The first requirement is a shared, machine-readable way to declare terms. Machine-readable licensing gives content owners a structured format that any automated system can interpret the same way, replacing the patchwork of incompatible signals with a consistent declaration. The emergence of RSL as an open licensing standard, now expressible directly within robots.txt, is significant precisely because it addresses the convergence problem. It builds on the file every site already has rather than asking the market to adopt something entirely new, which lowers the barrier to the shared adoption that coordination requires.
The second requirement is enforcement, because a declaration that is not enforced returns the market to voluntary compliance. Programmatic licensing connects declared terms to the access path, so that the rules are applied when a request arrives rather than depending on the requester's goodwill. This is what distinguishes an enforceable standard from a polite one. Robots.txt failed as a rights mechanism partly because honoring it was optional. A coordination solution has to remove that optionality at the point of access.
The third requirement is a settlement layer that both sides can trust. Coordination is not only about expressing permission. It is about completing the transaction that permission enables. AI access control determines whether a request proceeds, and a connected settlement engine records the event and routes payment. When declaration, enforcement, and settlement operate as one system, both sides can coordinate around a single point of truth rather than negotiating interpretation after the fact.
Why we are building toward convergence, not another silo
We care about the coordination problem because the infrastructure we are building only delivers value if it helps the market converge rather than adding one more incompatible option.
That is why Supertab Connect is built around open standards rather than a proprietary signal of our own. It lets a content owner declare machine-readable terms, enforce them at the edge, and settle machine access through a single system, while building on the standards the market is coalescing around rather than competing with them. The goal is not to win a standards war. It is to make the winning standard usable, because a coordination problem is solved by adoption and enforcement, not by adding another flag that AI companies may or may not read.

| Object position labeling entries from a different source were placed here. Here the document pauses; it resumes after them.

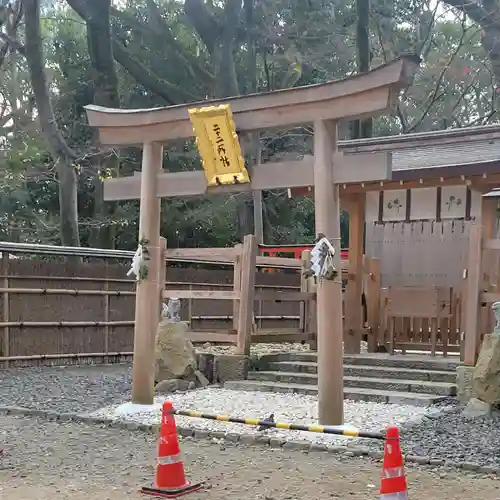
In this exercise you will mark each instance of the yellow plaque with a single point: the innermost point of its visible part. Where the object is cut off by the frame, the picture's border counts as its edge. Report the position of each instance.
(218, 145)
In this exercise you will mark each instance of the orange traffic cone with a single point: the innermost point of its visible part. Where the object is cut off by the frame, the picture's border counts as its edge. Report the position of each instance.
(393, 480)
(170, 481)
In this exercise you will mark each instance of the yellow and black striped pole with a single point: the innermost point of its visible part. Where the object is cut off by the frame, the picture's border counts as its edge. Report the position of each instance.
(322, 429)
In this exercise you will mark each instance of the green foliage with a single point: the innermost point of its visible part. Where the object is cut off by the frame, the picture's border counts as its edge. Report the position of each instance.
(297, 42)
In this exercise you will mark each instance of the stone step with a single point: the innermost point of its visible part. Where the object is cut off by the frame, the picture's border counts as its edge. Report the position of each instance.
(408, 361)
(369, 383)
(367, 371)
(351, 393)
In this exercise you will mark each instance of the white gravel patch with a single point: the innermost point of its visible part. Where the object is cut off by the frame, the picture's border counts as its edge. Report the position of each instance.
(261, 349)
(290, 408)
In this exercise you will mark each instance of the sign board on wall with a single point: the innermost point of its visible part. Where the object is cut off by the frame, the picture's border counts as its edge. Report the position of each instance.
(423, 204)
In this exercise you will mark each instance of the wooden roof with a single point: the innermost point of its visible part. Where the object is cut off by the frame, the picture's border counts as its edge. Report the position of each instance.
(456, 156)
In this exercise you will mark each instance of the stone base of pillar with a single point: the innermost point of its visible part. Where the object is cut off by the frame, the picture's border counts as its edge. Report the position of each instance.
(465, 375)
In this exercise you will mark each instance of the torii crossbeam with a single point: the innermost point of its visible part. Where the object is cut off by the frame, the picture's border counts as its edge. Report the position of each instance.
(323, 105)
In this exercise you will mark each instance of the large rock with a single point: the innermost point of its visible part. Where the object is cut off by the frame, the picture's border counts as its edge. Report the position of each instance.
(486, 380)
(476, 409)
(175, 354)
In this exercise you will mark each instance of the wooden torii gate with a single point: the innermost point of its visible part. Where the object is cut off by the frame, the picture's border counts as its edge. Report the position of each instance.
(322, 105)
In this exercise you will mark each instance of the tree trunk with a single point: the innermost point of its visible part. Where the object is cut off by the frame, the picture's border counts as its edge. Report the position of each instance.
(61, 153)
(105, 94)
(362, 128)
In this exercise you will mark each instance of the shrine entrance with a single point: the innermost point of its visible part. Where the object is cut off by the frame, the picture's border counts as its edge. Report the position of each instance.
(322, 105)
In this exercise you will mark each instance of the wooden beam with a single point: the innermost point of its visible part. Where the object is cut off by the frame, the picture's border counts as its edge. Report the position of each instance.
(247, 284)
(228, 254)
(471, 296)
(366, 167)
(355, 97)
(201, 294)
(284, 296)
(479, 182)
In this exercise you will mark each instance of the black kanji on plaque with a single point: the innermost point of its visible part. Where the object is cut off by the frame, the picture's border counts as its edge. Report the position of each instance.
(224, 160)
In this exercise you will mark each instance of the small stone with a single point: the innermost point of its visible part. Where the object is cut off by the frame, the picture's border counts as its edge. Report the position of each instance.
(470, 466)
(476, 409)
(185, 431)
(202, 380)
(417, 459)
(202, 434)
(247, 439)
(437, 462)
(276, 442)
(296, 445)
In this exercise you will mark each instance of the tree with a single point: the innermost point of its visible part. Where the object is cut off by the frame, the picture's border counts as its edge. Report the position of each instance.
(63, 156)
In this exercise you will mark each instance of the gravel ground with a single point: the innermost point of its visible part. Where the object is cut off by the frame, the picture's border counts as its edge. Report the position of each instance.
(261, 348)
(294, 408)
(438, 433)
(49, 461)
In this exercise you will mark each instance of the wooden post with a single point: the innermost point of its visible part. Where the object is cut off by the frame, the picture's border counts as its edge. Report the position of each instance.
(373, 302)
(329, 293)
(488, 223)
(162, 273)
(471, 296)
(6, 308)
(353, 307)
(245, 313)
(308, 308)
(146, 303)
(106, 313)
(237, 285)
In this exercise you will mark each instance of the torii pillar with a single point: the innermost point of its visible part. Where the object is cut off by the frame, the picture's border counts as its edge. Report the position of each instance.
(323, 105)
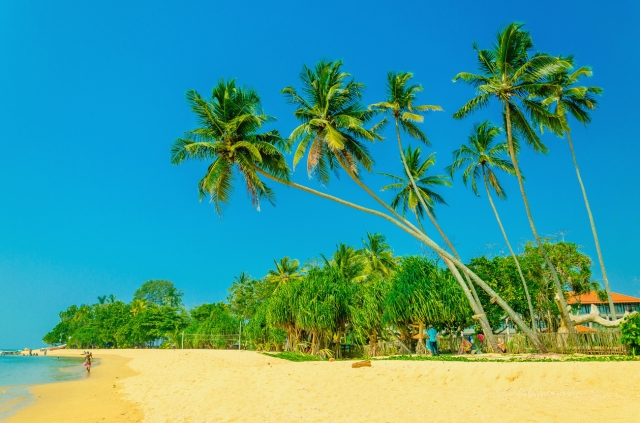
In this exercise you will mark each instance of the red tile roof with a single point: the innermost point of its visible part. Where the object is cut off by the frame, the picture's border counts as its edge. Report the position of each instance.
(592, 298)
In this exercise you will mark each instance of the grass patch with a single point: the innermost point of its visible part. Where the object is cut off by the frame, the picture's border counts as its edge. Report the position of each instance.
(295, 356)
(515, 359)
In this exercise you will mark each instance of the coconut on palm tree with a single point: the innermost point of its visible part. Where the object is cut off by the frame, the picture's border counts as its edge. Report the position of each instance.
(518, 81)
(478, 160)
(571, 99)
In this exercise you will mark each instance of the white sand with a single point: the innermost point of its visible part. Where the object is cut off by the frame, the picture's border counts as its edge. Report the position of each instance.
(238, 386)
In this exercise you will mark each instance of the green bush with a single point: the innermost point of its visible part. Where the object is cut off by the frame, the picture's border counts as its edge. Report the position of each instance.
(630, 329)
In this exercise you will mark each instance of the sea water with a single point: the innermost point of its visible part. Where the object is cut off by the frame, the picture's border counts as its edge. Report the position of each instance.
(19, 373)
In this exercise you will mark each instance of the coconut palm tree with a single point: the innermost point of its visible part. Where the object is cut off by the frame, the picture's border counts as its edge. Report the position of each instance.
(348, 262)
(570, 99)
(401, 105)
(478, 160)
(416, 193)
(228, 134)
(518, 81)
(378, 256)
(222, 137)
(286, 270)
(333, 118)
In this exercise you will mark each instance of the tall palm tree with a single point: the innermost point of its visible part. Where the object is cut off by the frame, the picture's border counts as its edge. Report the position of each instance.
(417, 194)
(286, 270)
(228, 134)
(518, 81)
(349, 263)
(224, 137)
(333, 118)
(378, 255)
(478, 160)
(573, 100)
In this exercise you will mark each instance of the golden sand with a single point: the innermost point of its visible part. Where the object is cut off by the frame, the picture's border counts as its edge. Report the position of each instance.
(198, 386)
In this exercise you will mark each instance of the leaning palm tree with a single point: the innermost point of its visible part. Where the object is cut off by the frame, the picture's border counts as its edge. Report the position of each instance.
(417, 195)
(286, 270)
(224, 138)
(576, 101)
(401, 105)
(378, 256)
(478, 160)
(333, 118)
(348, 262)
(518, 80)
(228, 135)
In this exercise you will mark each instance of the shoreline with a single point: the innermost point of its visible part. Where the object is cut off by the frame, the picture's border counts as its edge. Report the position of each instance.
(96, 397)
(201, 386)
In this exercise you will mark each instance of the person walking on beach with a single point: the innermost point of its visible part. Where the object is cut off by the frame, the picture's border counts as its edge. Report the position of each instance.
(87, 363)
(433, 341)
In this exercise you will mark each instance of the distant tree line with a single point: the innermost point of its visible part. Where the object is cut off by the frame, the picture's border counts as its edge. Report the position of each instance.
(357, 296)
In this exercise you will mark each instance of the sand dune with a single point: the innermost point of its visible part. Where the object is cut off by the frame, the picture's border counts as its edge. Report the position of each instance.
(198, 386)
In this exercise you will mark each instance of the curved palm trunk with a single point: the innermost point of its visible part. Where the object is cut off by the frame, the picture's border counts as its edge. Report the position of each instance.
(468, 288)
(472, 297)
(563, 312)
(513, 254)
(407, 227)
(593, 228)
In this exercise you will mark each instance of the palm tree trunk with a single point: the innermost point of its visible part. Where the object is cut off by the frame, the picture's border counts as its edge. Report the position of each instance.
(426, 240)
(563, 312)
(513, 254)
(593, 228)
(474, 301)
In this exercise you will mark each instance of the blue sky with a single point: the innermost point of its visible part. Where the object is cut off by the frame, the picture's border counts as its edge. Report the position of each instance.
(92, 96)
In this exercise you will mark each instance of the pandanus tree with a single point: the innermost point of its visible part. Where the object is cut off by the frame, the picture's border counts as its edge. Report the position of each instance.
(479, 160)
(570, 99)
(518, 81)
(236, 147)
(415, 193)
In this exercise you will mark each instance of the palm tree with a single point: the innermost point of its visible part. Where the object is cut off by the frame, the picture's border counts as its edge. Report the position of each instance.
(228, 135)
(401, 104)
(348, 262)
(576, 101)
(378, 256)
(225, 138)
(332, 117)
(286, 270)
(417, 195)
(478, 159)
(518, 80)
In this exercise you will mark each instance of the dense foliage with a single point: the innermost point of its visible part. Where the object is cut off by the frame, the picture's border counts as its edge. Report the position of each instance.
(356, 297)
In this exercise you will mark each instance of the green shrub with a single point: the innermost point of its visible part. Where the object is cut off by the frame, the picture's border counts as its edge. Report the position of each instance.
(630, 329)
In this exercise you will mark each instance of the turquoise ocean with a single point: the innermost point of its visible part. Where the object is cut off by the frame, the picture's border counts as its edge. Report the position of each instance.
(18, 374)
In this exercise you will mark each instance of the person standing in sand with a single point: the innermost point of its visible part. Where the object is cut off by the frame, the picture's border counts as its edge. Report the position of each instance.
(433, 340)
(87, 363)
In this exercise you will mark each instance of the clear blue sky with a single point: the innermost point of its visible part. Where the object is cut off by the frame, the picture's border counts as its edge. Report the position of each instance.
(92, 96)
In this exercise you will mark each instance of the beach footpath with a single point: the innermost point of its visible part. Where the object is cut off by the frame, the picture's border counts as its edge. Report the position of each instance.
(202, 386)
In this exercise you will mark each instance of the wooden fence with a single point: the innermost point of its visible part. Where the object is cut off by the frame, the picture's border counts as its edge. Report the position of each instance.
(606, 342)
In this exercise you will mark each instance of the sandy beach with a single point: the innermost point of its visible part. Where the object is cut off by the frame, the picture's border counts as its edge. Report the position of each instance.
(198, 386)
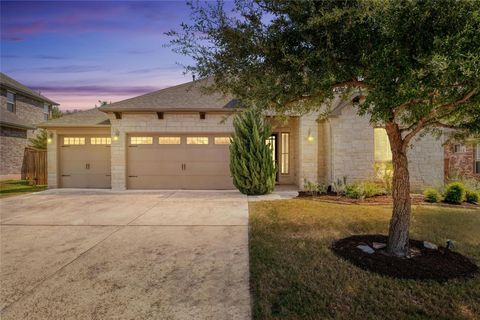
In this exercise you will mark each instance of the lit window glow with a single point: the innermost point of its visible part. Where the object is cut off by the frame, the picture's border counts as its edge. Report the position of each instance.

The alternative is a market that stays fragmented indefinitely, where rights are declared in a dozen formats, honored selectively, and enforced not at all. In that world, content owners block to protect themselves, AI companies route around the blocks, and the compensated licensing market that both sides actually want never forms. Coordination is the precondition for everything else.
Rights cannot become revenue without a shared standard
The coordination problem in AI content rights is the reason a market that both sides want has been so slow to form. Content owners are willing to grant rights, and AI companies need to know what they are permitted to do, but there is no shared mechanism that lets terms be declared once and honored everywhere. The signals are fragmented, the compliance is voluntary, and the competing standards multiply faster than any of them gets adopted.
Closing the gap requires convergence on a single approach that is expressive, simple, and enforceable, paired with settlement so that permission leads to payment. None of that requires inventing new technology. It requires the market to coalesce around machine-readable declaration, access-layer enforcement, and connected settlement, built on the standards already gaining traction rather than against them. Until that convergence happens, AI content rights will keep existing on paper while failing in practice, because rights that cannot be coordinated cannot be priced.